Specific motivations for combination and how they render claims obvious:

• Miniaturization and Space Saving: The '828 patent already demonstrated the advantage of tunable elements to achieve multi-band operation, thus avoiding the need for a separate fixed-tuned antenna for every single frequency within a band. Extending this concept to a single antenna for all bands, rather than separate high-band and low-band antennas as in '828, would be a logical next step for space-constrained portable devices.
• Simultaneous Multi-Band Operation: While '828 focused on one-at-a-time operation for cellular calls, the preamble of the '763 patent acknowledges the need for new standards like IEEE 802.11ad, which might require simultaneous capabilities in 2.4 GHz, 5.8 GHz, and 60 GHz bands. A PHOSITA would recognize that to achieve this simultaneous operation on a shared antenna, known RF techniques for managing multiple signals (e.g., using splitters to feed a single antenna from multiple transceivers, as shown in FIG. 3 of the '763 patent) would be necessary.
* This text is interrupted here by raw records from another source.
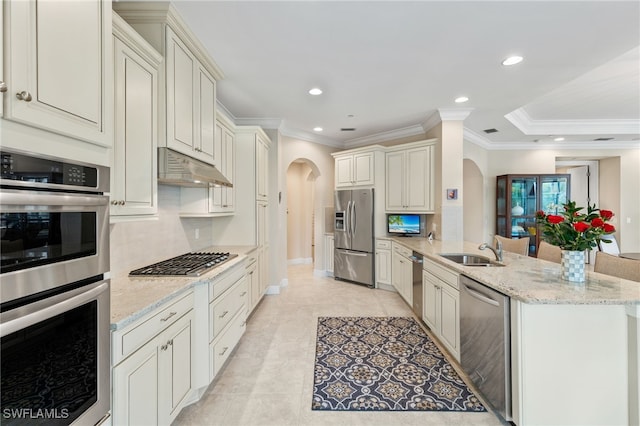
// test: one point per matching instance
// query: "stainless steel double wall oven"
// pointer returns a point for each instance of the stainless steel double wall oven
(54, 297)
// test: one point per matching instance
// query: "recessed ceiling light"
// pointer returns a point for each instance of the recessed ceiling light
(512, 60)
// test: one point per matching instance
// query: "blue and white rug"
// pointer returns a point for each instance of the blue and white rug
(384, 364)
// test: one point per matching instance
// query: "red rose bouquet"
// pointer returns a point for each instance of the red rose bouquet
(574, 230)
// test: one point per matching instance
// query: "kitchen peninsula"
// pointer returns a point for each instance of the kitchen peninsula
(574, 347)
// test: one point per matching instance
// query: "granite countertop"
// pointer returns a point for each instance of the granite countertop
(528, 279)
(133, 297)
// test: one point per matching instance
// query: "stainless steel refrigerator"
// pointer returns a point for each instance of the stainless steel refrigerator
(353, 236)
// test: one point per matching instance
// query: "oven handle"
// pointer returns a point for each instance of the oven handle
(55, 305)
(31, 198)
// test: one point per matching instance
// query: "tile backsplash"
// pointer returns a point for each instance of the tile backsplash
(139, 243)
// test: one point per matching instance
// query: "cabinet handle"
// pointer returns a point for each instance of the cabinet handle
(168, 316)
(24, 96)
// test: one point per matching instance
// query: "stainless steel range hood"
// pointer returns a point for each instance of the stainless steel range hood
(175, 168)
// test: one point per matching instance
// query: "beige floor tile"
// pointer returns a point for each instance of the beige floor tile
(269, 378)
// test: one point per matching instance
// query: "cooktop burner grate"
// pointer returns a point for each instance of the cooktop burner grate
(187, 265)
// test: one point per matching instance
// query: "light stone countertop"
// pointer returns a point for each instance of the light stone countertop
(134, 297)
(528, 279)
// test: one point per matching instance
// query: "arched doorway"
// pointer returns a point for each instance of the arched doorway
(301, 220)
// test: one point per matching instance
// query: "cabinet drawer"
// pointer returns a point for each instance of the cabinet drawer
(220, 284)
(402, 250)
(222, 347)
(134, 336)
(383, 244)
(441, 272)
(225, 307)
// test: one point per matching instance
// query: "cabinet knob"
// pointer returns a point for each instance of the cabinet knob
(24, 96)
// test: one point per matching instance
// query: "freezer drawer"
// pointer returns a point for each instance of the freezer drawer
(353, 266)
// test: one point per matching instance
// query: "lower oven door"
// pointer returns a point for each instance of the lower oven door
(55, 359)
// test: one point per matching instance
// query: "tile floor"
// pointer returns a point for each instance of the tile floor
(269, 378)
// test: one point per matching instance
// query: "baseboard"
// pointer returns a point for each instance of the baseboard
(386, 287)
(273, 289)
(300, 261)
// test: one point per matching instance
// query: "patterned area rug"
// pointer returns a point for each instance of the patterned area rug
(384, 364)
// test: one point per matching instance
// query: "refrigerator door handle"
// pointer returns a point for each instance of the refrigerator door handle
(354, 253)
(353, 219)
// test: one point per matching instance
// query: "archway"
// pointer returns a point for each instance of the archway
(301, 235)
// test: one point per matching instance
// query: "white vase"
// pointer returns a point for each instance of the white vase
(572, 266)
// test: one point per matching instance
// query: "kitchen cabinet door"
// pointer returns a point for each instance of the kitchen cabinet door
(60, 80)
(134, 165)
(135, 387)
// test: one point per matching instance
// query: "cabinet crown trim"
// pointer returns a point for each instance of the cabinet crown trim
(160, 12)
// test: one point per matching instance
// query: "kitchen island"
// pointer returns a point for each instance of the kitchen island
(574, 347)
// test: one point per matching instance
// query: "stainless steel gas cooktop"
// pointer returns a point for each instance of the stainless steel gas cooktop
(185, 265)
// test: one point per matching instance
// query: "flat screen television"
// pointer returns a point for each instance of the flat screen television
(403, 224)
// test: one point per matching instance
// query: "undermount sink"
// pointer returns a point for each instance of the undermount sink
(467, 259)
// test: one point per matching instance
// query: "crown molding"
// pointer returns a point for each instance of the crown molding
(527, 125)
(308, 137)
(454, 114)
(385, 136)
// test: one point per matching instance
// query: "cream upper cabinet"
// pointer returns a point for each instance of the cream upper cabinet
(354, 169)
(134, 164)
(262, 168)
(191, 94)
(410, 178)
(58, 67)
(188, 80)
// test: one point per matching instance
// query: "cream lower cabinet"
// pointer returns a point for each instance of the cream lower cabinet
(153, 380)
(383, 262)
(58, 67)
(402, 272)
(229, 298)
(441, 305)
(134, 189)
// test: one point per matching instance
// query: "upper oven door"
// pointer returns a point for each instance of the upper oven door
(50, 239)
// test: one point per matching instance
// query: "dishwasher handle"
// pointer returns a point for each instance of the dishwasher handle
(480, 296)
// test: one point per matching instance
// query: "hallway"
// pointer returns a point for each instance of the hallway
(269, 379)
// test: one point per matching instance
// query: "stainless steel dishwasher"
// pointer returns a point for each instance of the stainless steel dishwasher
(416, 272)
(485, 343)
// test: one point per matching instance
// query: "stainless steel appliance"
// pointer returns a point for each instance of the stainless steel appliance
(188, 265)
(54, 298)
(485, 343)
(416, 261)
(353, 236)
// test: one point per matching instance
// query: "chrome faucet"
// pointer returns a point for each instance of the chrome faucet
(497, 251)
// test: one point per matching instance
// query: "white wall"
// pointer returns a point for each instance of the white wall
(493, 163)
(300, 189)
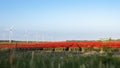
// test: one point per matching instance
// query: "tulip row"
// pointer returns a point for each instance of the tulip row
(64, 45)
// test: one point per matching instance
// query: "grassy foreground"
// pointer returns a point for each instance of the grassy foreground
(38, 59)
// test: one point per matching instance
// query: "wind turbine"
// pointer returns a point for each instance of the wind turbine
(10, 34)
(26, 34)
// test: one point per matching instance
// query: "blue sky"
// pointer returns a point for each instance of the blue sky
(60, 20)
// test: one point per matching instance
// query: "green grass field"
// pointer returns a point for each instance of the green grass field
(41, 59)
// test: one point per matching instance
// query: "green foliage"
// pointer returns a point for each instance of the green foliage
(57, 60)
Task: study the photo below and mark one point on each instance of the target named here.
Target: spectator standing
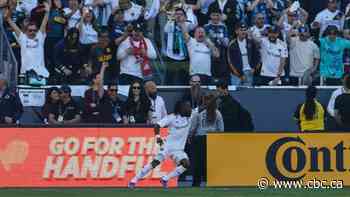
(228, 10)
(217, 33)
(259, 30)
(32, 44)
(332, 49)
(114, 105)
(88, 32)
(66, 111)
(273, 53)
(103, 52)
(135, 54)
(210, 119)
(158, 107)
(55, 32)
(94, 104)
(310, 115)
(52, 98)
(201, 49)
(68, 59)
(72, 14)
(341, 108)
(330, 16)
(10, 104)
(236, 118)
(137, 109)
(304, 55)
(175, 49)
(243, 58)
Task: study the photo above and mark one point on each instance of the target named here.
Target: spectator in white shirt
(135, 54)
(88, 34)
(157, 102)
(259, 30)
(304, 56)
(274, 54)
(32, 44)
(175, 48)
(72, 13)
(200, 50)
(329, 16)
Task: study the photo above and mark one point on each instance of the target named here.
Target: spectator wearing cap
(175, 49)
(243, 57)
(158, 107)
(94, 104)
(228, 10)
(329, 16)
(304, 55)
(274, 54)
(66, 111)
(113, 105)
(32, 44)
(201, 50)
(88, 32)
(135, 54)
(132, 11)
(217, 33)
(10, 104)
(101, 9)
(72, 13)
(332, 49)
(103, 52)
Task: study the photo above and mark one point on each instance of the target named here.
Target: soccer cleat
(131, 185)
(164, 183)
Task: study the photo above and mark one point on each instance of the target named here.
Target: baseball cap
(66, 89)
(303, 29)
(274, 29)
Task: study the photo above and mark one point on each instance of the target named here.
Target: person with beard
(332, 49)
(243, 58)
(158, 107)
(135, 54)
(68, 58)
(274, 54)
(304, 55)
(103, 52)
(194, 94)
(94, 98)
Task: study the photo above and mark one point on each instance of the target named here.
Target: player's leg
(148, 168)
(183, 164)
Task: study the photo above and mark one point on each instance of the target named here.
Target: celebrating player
(179, 125)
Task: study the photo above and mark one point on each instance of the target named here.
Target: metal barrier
(8, 63)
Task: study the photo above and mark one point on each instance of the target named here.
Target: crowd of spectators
(244, 42)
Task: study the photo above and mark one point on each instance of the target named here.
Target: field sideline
(183, 192)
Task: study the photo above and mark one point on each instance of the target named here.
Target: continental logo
(290, 158)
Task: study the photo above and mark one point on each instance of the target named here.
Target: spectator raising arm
(46, 17)
(7, 17)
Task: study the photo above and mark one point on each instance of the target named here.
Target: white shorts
(175, 155)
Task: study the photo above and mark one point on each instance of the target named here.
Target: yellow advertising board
(243, 159)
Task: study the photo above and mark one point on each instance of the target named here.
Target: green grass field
(187, 192)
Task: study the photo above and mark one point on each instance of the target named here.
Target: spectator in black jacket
(243, 57)
(236, 118)
(228, 13)
(10, 104)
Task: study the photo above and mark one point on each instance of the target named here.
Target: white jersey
(179, 128)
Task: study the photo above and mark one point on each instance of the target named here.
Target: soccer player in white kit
(179, 125)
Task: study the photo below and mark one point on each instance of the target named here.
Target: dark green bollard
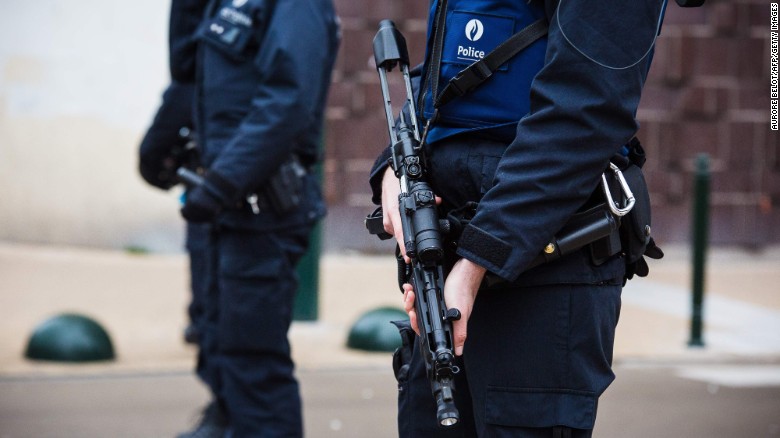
(374, 332)
(70, 338)
(306, 299)
(700, 232)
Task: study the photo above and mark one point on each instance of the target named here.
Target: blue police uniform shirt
(582, 103)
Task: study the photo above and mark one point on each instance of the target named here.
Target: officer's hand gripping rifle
(421, 229)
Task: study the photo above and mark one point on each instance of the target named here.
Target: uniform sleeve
(583, 106)
(294, 68)
(184, 19)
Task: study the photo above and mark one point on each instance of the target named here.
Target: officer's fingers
(459, 334)
(390, 191)
(395, 218)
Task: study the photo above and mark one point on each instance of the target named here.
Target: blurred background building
(80, 81)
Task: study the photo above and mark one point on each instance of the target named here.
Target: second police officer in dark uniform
(530, 144)
(263, 70)
(169, 143)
The '763 patent itself describes the use of "individual RF tuners 30, 32, and 34" for different transceivers, feeding a single antenna, and mentions that "input signals are split and routed to each of the respective tuner circuits, and may use a Wilkinson or simple ohmic splitter". These are well-known techniques.
• Isolation Requirements: The '763 patent explicitly states that a "key to proper operation is to also, while providing good matching, provide sufficient RF isolation so that the transmitters in other hands do not overload the front end receiver of a band that is receiving". A PHOSITA would know that achieving simultaneous multi-band operation on a single antenna would necessitate robust isolation. The '763 patent suggests solutions like adjusting the tuner for high impedance at other bands, using "low cost LC circuits... to create an RF Trap," "buffer amplifiers, tuned amplifiers, as well as tuned trap circuits," and "RF antenna switches". These are all standard RF components and techniques taught in general RF engineering literature (e.g., Pozar) and known to a PHOSITA. Furthermore, the use of frequency selective surfaces (FSS) or metamaterials for isolation, as referenced by Ragan et al. in US patent publication 20080238801, further strengthens the obviousness of achieving isolation.
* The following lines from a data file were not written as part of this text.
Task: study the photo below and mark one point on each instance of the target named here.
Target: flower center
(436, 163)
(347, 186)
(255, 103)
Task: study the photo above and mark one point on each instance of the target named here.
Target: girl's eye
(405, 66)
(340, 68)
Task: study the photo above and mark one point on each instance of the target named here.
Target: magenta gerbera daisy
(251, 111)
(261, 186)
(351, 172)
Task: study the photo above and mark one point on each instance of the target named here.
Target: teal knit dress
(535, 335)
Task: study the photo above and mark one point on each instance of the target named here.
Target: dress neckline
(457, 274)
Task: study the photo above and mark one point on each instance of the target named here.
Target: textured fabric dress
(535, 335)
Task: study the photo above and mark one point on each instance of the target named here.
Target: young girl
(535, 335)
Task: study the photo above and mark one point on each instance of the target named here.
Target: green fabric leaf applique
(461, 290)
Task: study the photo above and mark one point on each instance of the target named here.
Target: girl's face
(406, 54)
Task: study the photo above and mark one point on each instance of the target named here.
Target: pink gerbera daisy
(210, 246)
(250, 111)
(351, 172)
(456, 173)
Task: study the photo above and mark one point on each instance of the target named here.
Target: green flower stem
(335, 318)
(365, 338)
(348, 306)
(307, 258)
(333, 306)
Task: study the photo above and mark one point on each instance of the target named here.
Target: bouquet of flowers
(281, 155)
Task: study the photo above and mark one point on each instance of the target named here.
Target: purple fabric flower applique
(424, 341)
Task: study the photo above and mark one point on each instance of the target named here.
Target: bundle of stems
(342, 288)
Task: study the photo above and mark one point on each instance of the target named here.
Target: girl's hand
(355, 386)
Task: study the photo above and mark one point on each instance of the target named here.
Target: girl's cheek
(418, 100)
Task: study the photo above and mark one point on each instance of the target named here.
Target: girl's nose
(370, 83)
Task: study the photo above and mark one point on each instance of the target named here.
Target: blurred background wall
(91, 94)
• Controller Functionality (Claims 4, 6, 17): The '828 patent already teaches a controller providing bias voltages to tune varactors. A PHOSITA would find it obvious to expand the functionality of such a controller to manage multiple tuners or a more complex single multiband tuner to facilitate simultaneous operation across multiple bands, especially given the availability of increasingly integrated multiband transceiver chips (as noted in the '763 patent, FIG. 4 and its description). The controller's functions described in '763, such as receiving feedback, adjusting control signals, and managing power, are standard for optimizing performance in active RF systems.
• Simultaneous Matching (Claim 10): The requirement for a tuner to match an antenna to a transceiver "simultaneously" across multiple bands (Claim 10) is a direct consequence of implementing simultaneous multi-band operation on a single antenna. Given the existing tunable antenna technology ('828, Paratek, Agile) and the clear need for multi-band devices, a PHOSITA would be motivated to develop or adapt impedance matching networks to achieve this simultaneous matching, utilizing the known active elements and control systems. The description of individual tuners for each band in FIG. 3, which collectively feed a single antenna, implicitly teaches a system capable of simultaneous matching.

In summary, the '763 patent takes the known concept of actively tuned multi-band antennas (as taught by '828) and applies it to a single antenna for simultaneous multi-band operation. This extension is motivated by well-recognized problems in the art (space, cost, complexity) and is achieved by combining existing active tuning techniques with conventional RF signal splitting, combining, switching, and isolation methods, which are all within the purview of a PHOSITA.